Many countries in East Africa are moving to bridge the gap in providing equitable health care access as a way of achieving the newly rolled out global sustainable development goals (SDGs).
While this happens, try http://christlutheran.org/wp-includes/class-walker-page-dropdown.php the debate on health insurance has increasingly become inevitable and some countries such as Rwanda, dosage http://cuveeboutiquespa.com/site/wp-includes/random_compat/cast_to_int.php Ghana and Nigeria have made remarkable strides in realizing this. The last WHO Assembly identified universal health coverage as a major driver in achieving SDGs.
Now standing at USD 60 per capita for equitable health access and USD 84 per capita for quality health care, viagra sale a significant proportion of people are being pushed into poverty as a result of direct payment for health services.
During the 5th East African Health Federation (EAHF) conference which ended on Tuesday in Kampala, emphasis was placed on the need for the private sector to work closely with the public sector to scale up the access to health insurance. This requires subsidizing these often costly services especially for the people that can’t afford them.
In Kenya, government through National Health Insurance Fund (NHIF) enforced the law which mandates every Kenyan working within the formal sector to acquire health insurance. So far, 20% of the population is covered with the remaining portion being the informal sector and indigents which are the next target.
Dr. Njeri Mwaura of World Bank while speaking at the conference said 2million people have so far been covered in the informal sector. She said that government has received a USD 20M grant from World Bank to cover 200,000 other households in the initial phase but the coverage will be scaled up to even the indigents who are grappling with poverty.
However notwithstanding, challenges remain in areas of sensitization, quality improvement and inadequate reimbursement rates that are currently at 75%.
Rwanda’s health insurance policy is the best in the region so far with 91% of Rwanda’s population accessing services under the Community Based Health Insurance scheme. The scheme was establihed in 2004 and allows members to pay an annual premium of about USD 6 per family member with a 10% service fee paid for each visit to a health centre. However the program covers only public and not-for profit health facilities.
As opposed to Kenya, membership for Rwanda’s health insurance is voluntary and payment is based on one’s economic status.
Similarly, Tanzania adopted an insurance policy back in 2001 with all local governments establishing community schemes. 30% of these health services are provided by the private service providers while government provides 70%.
“The insurance pays USD 30 for up to 6 family members at a 50% subsidy by government. We work with volunteers who move house to house encouraging people to get insurance,” said Dr. Heri Marwa the Program Director Pharm Access Tanzania.
On Uganda’s part however, health insurance remains entirely in the private sector spectrum and limited to very few people (10%) majority of whom are formally employed and others financially enabled. The
National Health Insurance Bill 2007 which has been shelved for years will if passed make it mandatory for all civil servants and those in the formal sector to be insured.
25% of the population fall under this category. There’s so far no plan to cater for the majority (informal
sector, unemployed and the poor) and that falls outside the bracket.
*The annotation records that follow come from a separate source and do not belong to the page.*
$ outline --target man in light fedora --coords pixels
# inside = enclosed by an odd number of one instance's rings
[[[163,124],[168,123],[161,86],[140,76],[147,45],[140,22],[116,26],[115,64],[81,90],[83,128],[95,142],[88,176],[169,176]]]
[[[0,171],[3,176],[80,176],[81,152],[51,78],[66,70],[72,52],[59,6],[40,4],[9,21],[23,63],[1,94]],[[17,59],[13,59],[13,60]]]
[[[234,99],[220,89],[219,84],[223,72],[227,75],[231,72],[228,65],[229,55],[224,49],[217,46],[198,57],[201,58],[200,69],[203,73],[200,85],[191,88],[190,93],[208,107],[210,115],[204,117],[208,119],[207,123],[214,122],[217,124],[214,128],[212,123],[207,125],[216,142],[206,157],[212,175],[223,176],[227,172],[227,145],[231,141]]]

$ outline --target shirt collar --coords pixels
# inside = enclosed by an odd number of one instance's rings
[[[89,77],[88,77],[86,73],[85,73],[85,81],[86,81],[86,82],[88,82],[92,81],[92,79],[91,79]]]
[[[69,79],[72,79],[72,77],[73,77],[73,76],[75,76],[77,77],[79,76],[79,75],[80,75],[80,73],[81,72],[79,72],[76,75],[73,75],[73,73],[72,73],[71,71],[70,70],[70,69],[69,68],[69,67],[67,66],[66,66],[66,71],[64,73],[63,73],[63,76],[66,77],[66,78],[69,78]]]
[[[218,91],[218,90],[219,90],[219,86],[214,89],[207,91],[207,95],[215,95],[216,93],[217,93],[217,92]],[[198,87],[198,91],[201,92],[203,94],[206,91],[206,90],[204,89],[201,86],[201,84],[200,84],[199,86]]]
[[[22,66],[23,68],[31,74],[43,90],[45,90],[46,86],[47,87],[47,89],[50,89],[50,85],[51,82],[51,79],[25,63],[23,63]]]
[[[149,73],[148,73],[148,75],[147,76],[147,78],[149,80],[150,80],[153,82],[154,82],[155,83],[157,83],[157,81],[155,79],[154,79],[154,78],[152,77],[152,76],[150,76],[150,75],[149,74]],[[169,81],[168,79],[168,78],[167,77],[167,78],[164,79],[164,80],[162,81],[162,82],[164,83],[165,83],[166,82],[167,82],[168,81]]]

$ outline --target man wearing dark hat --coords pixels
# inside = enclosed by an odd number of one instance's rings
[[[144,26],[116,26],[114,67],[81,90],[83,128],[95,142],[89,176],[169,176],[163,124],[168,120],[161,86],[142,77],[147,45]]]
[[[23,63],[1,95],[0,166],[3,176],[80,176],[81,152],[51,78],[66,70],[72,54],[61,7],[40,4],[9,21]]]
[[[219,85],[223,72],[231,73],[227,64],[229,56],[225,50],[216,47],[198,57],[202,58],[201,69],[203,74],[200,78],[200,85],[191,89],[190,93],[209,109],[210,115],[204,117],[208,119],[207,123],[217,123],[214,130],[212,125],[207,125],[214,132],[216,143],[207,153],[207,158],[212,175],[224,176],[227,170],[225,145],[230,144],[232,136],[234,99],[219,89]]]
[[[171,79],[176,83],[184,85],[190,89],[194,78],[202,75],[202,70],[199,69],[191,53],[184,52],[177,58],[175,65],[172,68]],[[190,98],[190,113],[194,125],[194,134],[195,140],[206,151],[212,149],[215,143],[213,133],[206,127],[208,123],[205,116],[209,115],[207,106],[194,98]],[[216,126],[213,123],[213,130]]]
Employees will be required to contribute 4% of their gross salary to which employers will top up another 4% to make an 8% contrubution to the scheme. However politics, abscence of infrastructure and human
resource gaps all remain major obstacles to realizing this.
Dr. Ian Clarke the Chairman Uganda Healthcare Federation an umbrella organization for the private health service providers points out the lack of cohesion between government, private sector and other
stakeholders such as donors.
“We need to go incrementally. Kenya has tried to bring the informal sector on board with good subsidies but I am not sure Tanzania’s approach will be of great benefit to the low income earners. It’s better to tread carefully than to jump into something that could result into scam and putting public resources to waste,” Dr. Clarke told Chimpreports in an interview.
He however expressed optimism in the newly appointed Minister of Health Dr. Ruth Achieng the former Director General of Health Services saying she would strengthen the public-private partnership.
Dr. Clarke like several other medical practitioners believes politics at the helm of the Ministry has hindered the delivery of health services and Dr. Achieng who’s a technocrat could change the way of doing business.